Research clearly demonstrates that codon-optimized synthetic versions of FARs show significantly improved expression patterns with predominant full-length protein production compared to non-optimized versions .

How can codon optimization enhance recombinant Far1 expression?

Codon optimization significantly improves Far1 expression through several mechanisms:

Research demonstrates that the shortened heterologously expressed proteins observed in western blots presumably represent incompletely transcribed versions of full-length FARs resulting from ribosome stalling, a problem effectively addressed through codon optimization .

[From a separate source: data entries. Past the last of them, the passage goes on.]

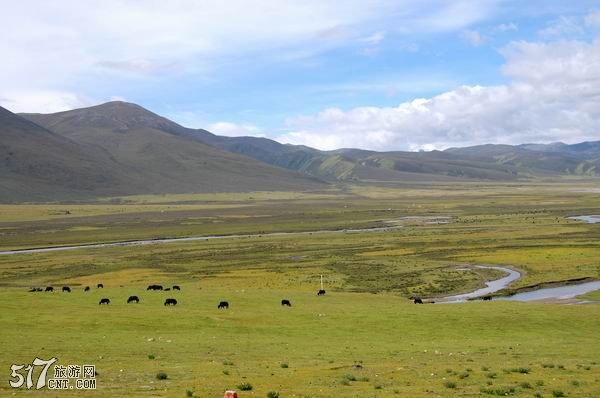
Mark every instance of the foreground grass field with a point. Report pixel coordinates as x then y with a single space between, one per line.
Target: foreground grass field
342 344
364 338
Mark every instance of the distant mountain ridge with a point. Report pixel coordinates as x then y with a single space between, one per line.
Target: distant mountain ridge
122 148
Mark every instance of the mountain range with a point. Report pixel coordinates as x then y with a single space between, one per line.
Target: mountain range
120 148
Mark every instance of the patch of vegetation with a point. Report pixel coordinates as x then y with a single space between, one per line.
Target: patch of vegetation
245 386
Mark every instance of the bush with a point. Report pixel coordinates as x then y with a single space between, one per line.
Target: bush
520 370
245 386
162 375
450 384
505 391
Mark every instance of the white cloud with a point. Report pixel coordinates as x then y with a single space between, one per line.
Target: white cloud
473 37
563 26
593 19
42 101
373 39
554 95
505 27
63 44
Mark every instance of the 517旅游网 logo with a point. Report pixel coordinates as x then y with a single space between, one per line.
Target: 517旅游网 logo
23 375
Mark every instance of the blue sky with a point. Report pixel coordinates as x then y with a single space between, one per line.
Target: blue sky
379 74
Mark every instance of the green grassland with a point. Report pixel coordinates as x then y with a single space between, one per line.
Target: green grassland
364 338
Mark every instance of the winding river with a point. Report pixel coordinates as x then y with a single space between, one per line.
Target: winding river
554 294
592 219
491 286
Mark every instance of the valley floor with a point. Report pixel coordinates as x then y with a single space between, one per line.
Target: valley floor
363 338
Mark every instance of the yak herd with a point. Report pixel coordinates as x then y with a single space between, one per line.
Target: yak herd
172 301
221 305
168 301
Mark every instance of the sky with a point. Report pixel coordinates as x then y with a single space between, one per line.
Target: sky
378 74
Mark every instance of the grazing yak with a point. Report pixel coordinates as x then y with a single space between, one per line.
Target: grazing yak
286 303
223 304
170 302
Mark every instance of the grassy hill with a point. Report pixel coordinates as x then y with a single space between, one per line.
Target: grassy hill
38 164
120 148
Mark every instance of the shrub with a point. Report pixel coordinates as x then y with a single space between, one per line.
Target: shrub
161 375
503 391
245 386
520 370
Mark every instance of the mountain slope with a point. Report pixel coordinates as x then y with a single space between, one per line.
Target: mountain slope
36 161
120 149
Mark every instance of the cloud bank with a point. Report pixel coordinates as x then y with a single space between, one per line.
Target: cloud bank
553 94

What are promising applications of engineered Far1 variants?

Engineered Far1 variants offer several promising research and biotechnological applications:

• Biofuel Production Enhancement:

  • Engineering Far1 variants with improved activity toward specific fatty acid chain lengths could enhance production of fatty alcohols used in biofuel applications

  • Variants with increased thermostability and solvent tolerance would be valuable for industrial processes

• Metabolic Engineering Tools:

  • Modified Far1 variants can serve as key enzymes in synthetic pathways for production of specialty chemicals

  • Substrate specificity-altered variants could enable production of novel fatty alcohol derivatives

• Biomedical Applications:

  • Far1 variants as potential therapeutic targets for lipid metabolism disorders

  • Development of inhibitors or activators for specific Far1 variants could modulate lipid metabolism pathways

• Research Tools:

  • Reporter-fused Far1 variants for studying lipid metabolism in real-time

  • Tagged variants for identification of interaction partners and regulatory mechanisms

  • Temperature-sensitive variants for conditional studies

The FAR gene family has undergone significant expansion through evolution, suggesting adaptability to different biochemical contexts and substrates , which provides a foundation for engineering variants with novel properties.

What emerging technologies might advance Far1 research?

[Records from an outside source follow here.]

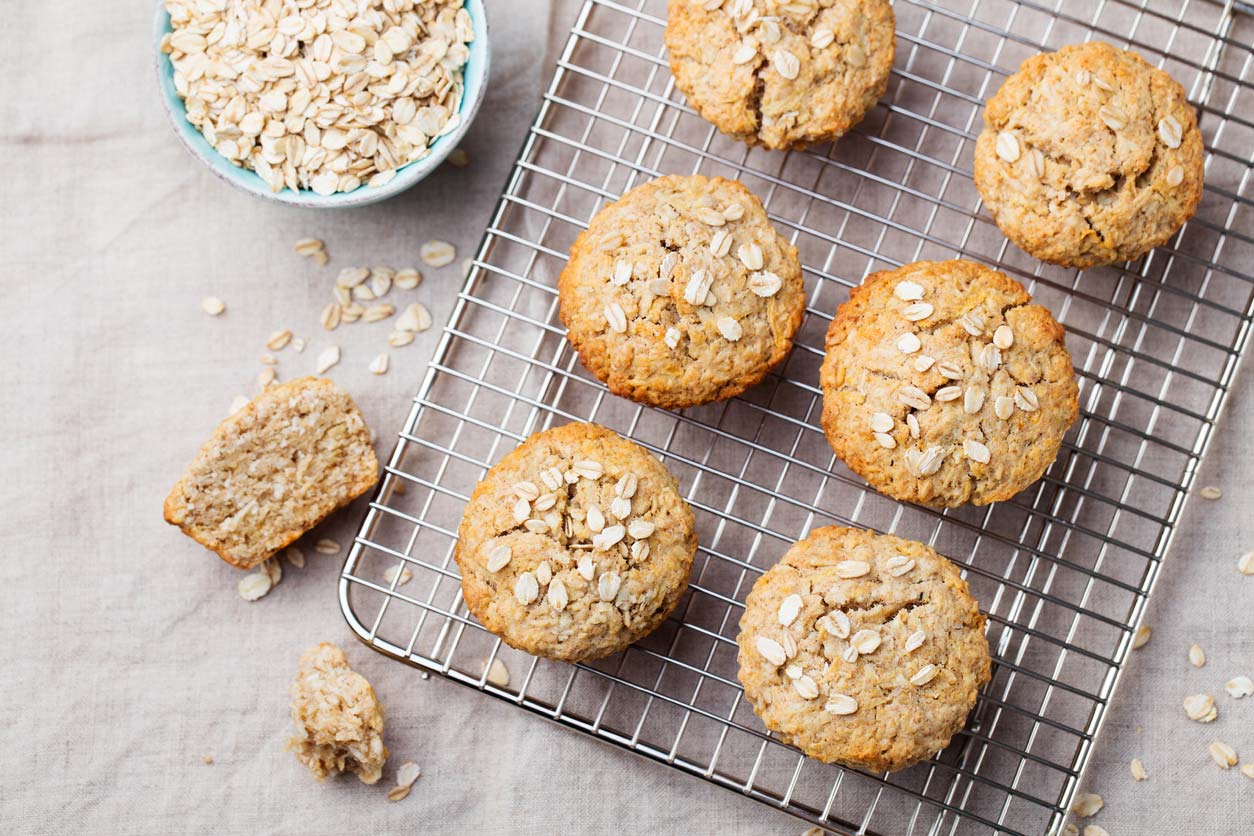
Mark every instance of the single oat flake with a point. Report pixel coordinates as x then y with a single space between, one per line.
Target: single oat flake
438 253
255 585
408 773
498 673
1086 805
1138 770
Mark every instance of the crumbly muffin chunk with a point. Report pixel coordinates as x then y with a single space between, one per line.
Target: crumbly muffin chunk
576 544
337 717
1090 156
273 470
780 73
681 292
944 385
863 649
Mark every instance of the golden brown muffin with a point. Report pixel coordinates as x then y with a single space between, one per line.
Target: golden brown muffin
681 292
863 649
781 74
576 544
1090 156
273 470
944 385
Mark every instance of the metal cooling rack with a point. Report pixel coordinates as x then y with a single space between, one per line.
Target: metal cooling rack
1062 570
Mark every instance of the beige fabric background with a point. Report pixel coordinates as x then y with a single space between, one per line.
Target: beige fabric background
128 653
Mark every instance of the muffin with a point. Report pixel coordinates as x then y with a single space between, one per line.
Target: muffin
863 649
781 74
576 544
944 385
681 292
273 470
1089 156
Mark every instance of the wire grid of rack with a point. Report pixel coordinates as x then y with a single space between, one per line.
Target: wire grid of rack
1062 570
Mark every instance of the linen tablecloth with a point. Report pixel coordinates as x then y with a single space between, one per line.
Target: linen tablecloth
129 659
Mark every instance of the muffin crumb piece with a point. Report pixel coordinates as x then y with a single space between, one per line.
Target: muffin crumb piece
337 717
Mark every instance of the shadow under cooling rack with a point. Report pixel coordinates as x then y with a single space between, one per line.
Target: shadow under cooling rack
1062 570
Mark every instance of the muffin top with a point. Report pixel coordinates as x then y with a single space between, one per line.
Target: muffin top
681 292
863 649
574 544
944 385
781 74
1090 156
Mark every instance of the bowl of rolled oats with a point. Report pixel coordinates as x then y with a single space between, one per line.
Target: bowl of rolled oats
321 103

Emerging technologies poised to transform Far1 research include:

• Structural Biology Advancements:

  • Cryo-EM for high-resolution structure determination of Far1 complexes

  • AlphaFold2 and related AI approaches for structure prediction and rational engineering

  • Time-resolved crystallography to capture catalytic intermediates

• High-Throughput Screening Platforms:

  • Droplet microfluidics for rapid screening of Far1 variants

  • Cell-free expression systems coupled with activity assays

  • Multiplexed activity assays for simultaneous testing of multiple substrates

• Genome Editing Tools:

  • CRISPR-Cas9 for precise genomic editing to study Far1 function in vivo

  • Base editing for introducing specific amino acid changes without double-strand breaks

  • Prime editing for precise modification of Far1 sequences

• Systems Biology Approaches:

  • Multi-omics integration to place Far1 in broader metabolic networks

  • Machine learning models to predict Far1 activity based on substrate structures

  • Metabolic flux analysis to understand Far1's role in lipid homeostasis

These technologies will enable more comprehensive understanding of Far1 structure-function relationships and its integration in cellular metabolism.